Let's try Pollard's $p - 1$ method for our sample integers with $B = 10$ and $a = 2$ whenever $n$ is odd. Then our $a^{p^e}$ are 256, 512, 32 and 128 and thus for each $n$ we simply test whether 256, 511, 31 or 127 share any divisors with $n$ .

Take $n = 2039189$ . It turns out 256, 511, 31 and 127 are all coprime to 2039189. So let's try a higher test cap, $B = 100$ . Our $a^{p^e}$ then become 18446744073709551616, 2417851639229258349412352, 562949953421312 and 33554432, putting the application of this algorithm out of reach for most scientific calculators. But suffice it to say that 18446744073709551615, 2417851639229258349412351, 562949953421311 and 33554431 are all coprime to $n$ . What do you say we try $a = 4$ and give up if it doesn't pan out? 340282366920938463463374607431768211455 and 5846006549323611672814739330865132078623730171903 disappoint as the others did. Finally 316912650057057350374175801344 gives something other than the 1 we've gotten accustomed to: 43. Dividing 2039189 by 43 gives us 47423. By now it's understandable if you don't want to put 47423 through this algorithm, since even a primitive implementation of trial division can quickly tell us that this composite is 47 times 1009. Thus the factorization of 2039189 is $43 \cdot 47 \cdot 1009$ .

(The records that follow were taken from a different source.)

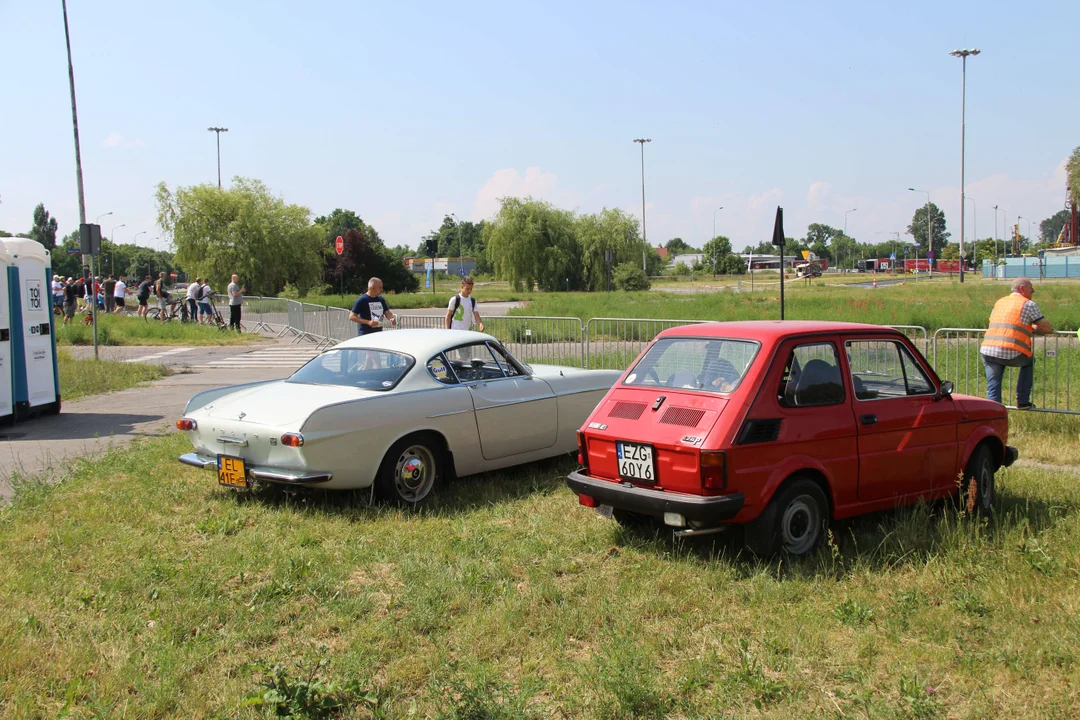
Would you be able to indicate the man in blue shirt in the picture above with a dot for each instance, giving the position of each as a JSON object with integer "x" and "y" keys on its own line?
{"x": 370, "y": 308}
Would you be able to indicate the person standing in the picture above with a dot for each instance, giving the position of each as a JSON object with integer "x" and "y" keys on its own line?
{"x": 70, "y": 300}
{"x": 461, "y": 313}
{"x": 119, "y": 295}
{"x": 144, "y": 297}
{"x": 191, "y": 301}
{"x": 58, "y": 291}
{"x": 370, "y": 308}
{"x": 108, "y": 288}
{"x": 235, "y": 300}
{"x": 163, "y": 297}
{"x": 1010, "y": 339}
{"x": 205, "y": 294}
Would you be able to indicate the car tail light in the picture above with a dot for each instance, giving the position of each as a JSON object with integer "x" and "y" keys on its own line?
{"x": 292, "y": 439}
{"x": 714, "y": 471}
{"x": 582, "y": 452}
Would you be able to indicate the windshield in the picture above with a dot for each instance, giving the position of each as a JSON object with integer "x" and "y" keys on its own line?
{"x": 707, "y": 365}
{"x": 354, "y": 367}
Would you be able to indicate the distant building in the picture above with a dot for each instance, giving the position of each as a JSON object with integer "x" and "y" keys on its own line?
{"x": 449, "y": 266}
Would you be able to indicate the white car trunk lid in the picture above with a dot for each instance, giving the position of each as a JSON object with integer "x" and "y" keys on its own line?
{"x": 280, "y": 404}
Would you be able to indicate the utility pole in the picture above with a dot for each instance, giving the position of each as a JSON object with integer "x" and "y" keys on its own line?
{"x": 645, "y": 242}
{"x": 962, "y": 54}
{"x": 78, "y": 166}
{"x": 218, "y": 131}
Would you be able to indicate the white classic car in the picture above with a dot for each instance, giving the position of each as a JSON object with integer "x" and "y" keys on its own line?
{"x": 397, "y": 411}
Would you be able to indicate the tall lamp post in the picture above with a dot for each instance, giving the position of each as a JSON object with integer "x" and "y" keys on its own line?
{"x": 930, "y": 232}
{"x": 645, "y": 242}
{"x": 714, "y": 238}
{"x": 218, "y": 131}
{"x": 846, "y": 213}
{"x": 962, "y": 54}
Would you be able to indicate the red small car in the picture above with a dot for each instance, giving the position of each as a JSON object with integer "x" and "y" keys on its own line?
{"x": 780, "y": 426}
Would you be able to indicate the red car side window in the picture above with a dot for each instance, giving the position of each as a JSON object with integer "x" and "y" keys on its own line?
{"x": 811, "y": 377}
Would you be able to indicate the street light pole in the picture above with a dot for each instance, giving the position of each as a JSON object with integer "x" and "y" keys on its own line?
{"x": 962, "y": 54}
{"x": 930, "y": 233}
{"x": 218, "y": 131}
{"x": 645, "y": 242}
{"x": 845, "y": 230}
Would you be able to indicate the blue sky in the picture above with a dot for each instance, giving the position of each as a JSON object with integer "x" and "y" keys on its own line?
{"x": 406, "y": 111}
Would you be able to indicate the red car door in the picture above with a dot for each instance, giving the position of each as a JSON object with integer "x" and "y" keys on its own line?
{"x": 906, "y": 432}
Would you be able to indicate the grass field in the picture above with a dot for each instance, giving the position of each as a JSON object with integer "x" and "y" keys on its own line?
{"x": 126, "y": 330}
{"x": 137, "y": 588}
{"x": 931, "y": 304}
{"x": 88, "y": 377}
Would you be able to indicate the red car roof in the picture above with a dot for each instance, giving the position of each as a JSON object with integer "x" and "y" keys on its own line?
{"x": 770, "y": 329}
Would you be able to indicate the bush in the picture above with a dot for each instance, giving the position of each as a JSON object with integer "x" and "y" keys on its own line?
{"x": 629, "y": 276}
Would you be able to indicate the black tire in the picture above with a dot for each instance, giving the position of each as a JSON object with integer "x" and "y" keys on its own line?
{"x": 794, "y": 521}
{"x": 410, "y": 471}
{"x": 977, "y": 491}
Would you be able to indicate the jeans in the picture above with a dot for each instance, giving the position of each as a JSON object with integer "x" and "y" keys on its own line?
{"x": 996, "y": 369}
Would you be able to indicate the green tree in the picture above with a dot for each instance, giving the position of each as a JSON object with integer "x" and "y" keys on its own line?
{"x": 918, "y": 229}
{"x": 1050, "y": 228}
{"x": 629, "y": 276}
{"x": 818, "y": 232}
{"x": 243, "y": 230}
{"x": 531, "y": 243}
{"x": 1072, "y": 176}
{"x": 678, "y": 246}
{"x": 44, "y": 227}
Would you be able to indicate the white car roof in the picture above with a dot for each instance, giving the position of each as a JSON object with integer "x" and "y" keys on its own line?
{"x": 420, "y": 343}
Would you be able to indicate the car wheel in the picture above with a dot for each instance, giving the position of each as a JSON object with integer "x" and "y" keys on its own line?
{"x": 793, "y": 522}
{"x": 410, "y": 471}
{"x": 977, "y": 490}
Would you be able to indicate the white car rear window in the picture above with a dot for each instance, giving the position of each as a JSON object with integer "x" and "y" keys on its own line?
{"x": 355, "y": 367}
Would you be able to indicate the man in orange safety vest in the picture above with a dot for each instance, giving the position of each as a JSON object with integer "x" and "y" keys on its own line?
{"x": 1009, "y": 342}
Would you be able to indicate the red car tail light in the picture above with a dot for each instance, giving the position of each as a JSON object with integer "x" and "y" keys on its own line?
{"x": 714, "y": 471}
{"x": 582, "y": 452}
{"x": 292, "y": 439}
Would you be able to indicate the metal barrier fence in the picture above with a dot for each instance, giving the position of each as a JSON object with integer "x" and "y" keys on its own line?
{"x": 956, "y": 356}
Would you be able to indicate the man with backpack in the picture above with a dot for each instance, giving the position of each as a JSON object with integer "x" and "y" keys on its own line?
{"x": 461, "y": 312}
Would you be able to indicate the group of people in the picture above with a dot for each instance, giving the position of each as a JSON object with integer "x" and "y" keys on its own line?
{"x": 372, "y": 311}
{"x": 76, "y": 295}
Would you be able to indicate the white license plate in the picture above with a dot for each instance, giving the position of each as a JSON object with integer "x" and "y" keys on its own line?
{"x": 636, "y": 462}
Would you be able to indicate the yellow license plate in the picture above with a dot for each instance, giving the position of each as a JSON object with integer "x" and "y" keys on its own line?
{"x": 231, "y": 472}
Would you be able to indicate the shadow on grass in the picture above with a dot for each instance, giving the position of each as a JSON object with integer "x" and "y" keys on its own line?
{"x": 455, "y": 497}
{"x": 882, "y": 541}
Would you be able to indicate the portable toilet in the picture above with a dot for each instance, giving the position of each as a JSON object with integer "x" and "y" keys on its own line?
{"x": 35, "y": 377}
{"x": 7, "y": 399}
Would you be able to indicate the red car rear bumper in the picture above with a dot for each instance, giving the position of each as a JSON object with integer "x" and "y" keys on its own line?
{"x": 644, "y": 501}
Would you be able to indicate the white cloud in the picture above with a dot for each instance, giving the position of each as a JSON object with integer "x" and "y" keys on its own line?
{"x": 509, "y": 182}
{"x": 115, "y": 139}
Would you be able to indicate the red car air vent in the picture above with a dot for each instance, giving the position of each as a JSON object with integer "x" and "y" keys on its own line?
{"x": 626, "y": 410}
{"x": 686, "y": 417}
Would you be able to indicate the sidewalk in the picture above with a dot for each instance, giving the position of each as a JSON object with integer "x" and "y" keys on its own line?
{"x": 91, "y": 425}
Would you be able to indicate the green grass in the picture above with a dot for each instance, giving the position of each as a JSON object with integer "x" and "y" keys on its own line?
{"x": 129, "y": 330}
{"x": 931, "y": 304}
{"x": 89, "y": 377}
{"x": 504, "y": 599}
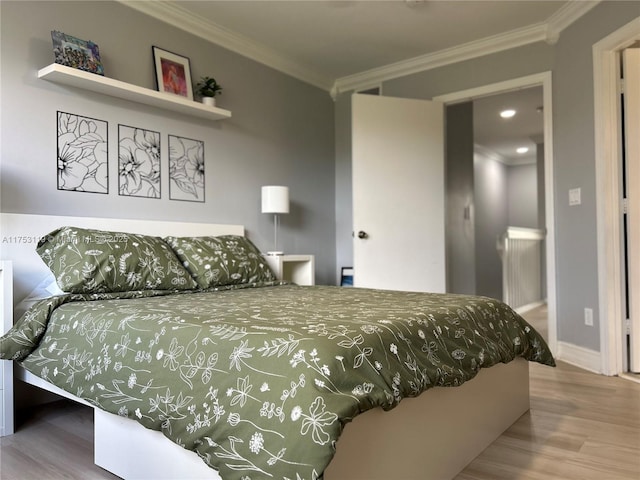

I'll spare you the details for $n = 1411041$ . Suffice it to say that the settings of $a$ and $B$ that worked just now for 2039189 succeed in giving us the laughably small factor 3 of 1411041 which trial division would have given up right away.

As it turns out, Pollard's $p - 1$ method applied to 4393547637856664251490043044051018234292171475232959 is doomed to failure for any $1 < a < 1001$ and test caps of 10, 100 and 1000.